Link to paper
The full paper is available here.
You can also find the paper on PapersWithCode here.
Abstract
- Novel view synthesis with sparse inputs is a challenging problem for neural radiance fields (NeRF).
- Frequency plays an important role in NeRF’s training.
- Two regularization terms are proposed to address the challenge.
- FreeNeRF achieves state-of-the-art performance across diverse datasets.
Paper Content
Introduction
- Neural Radiance Field (NeRF) can render high-fidelity novel views but struggles with few inputs.
- Existing methods address this challenge with transfer learning, depth-supervision, and patch-based regularization.
- FreeNeRF is a simple baseline that requires minimal modifications to NeRF and outperforms existing methods.
- FreeNeRF is dependency-free and overhead-free.
- Frequency regularization stabilizes the learning process and avoids overfitting.

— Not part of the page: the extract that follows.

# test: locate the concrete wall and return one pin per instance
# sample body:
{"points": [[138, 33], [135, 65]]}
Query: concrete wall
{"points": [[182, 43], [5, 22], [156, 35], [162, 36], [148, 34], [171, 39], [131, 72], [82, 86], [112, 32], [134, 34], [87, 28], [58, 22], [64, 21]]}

- Occlusion regularization penalizes near-camera density fields.
Related work
- Neural fields use deep neural networks to represent 2D images or 3D scenes as continuous functions.
- NeRF requires hundreds of input images to learn high-quality scene representations.
- Few-shot Neural Rendering attempts to address the challenging few-shot neural rendering problem by leveraging extra information.
- Positional encoding lies at the heart of NeRF’s success.
- Frequency curriculum is used to tackle the few-shot neural rendering problem.
Method
- Hyperparameter L controls maximum encoded frequency
- Raw inputs are concatenated with frequency-encoded inputs
- Ray is cast from camera’s origin along direction to pass through pixel
- Color of ray is computed using quadrature of K sampled points
Frequency regularization
- Few-shot neural rendering is prone to overfitting
- NeRF learns 3D scene representations from 2D images
- Given few input views, NeRF is prone to overfitting
- High-frequency inputs exacerbate overfitting
- Removing high-frequency components avoids catastrophic failure
- Frequency regularization circumvents high-frequency signals
Occlusion regularization
- Frequency regularization does not solve all problems in few-shot neural rendering.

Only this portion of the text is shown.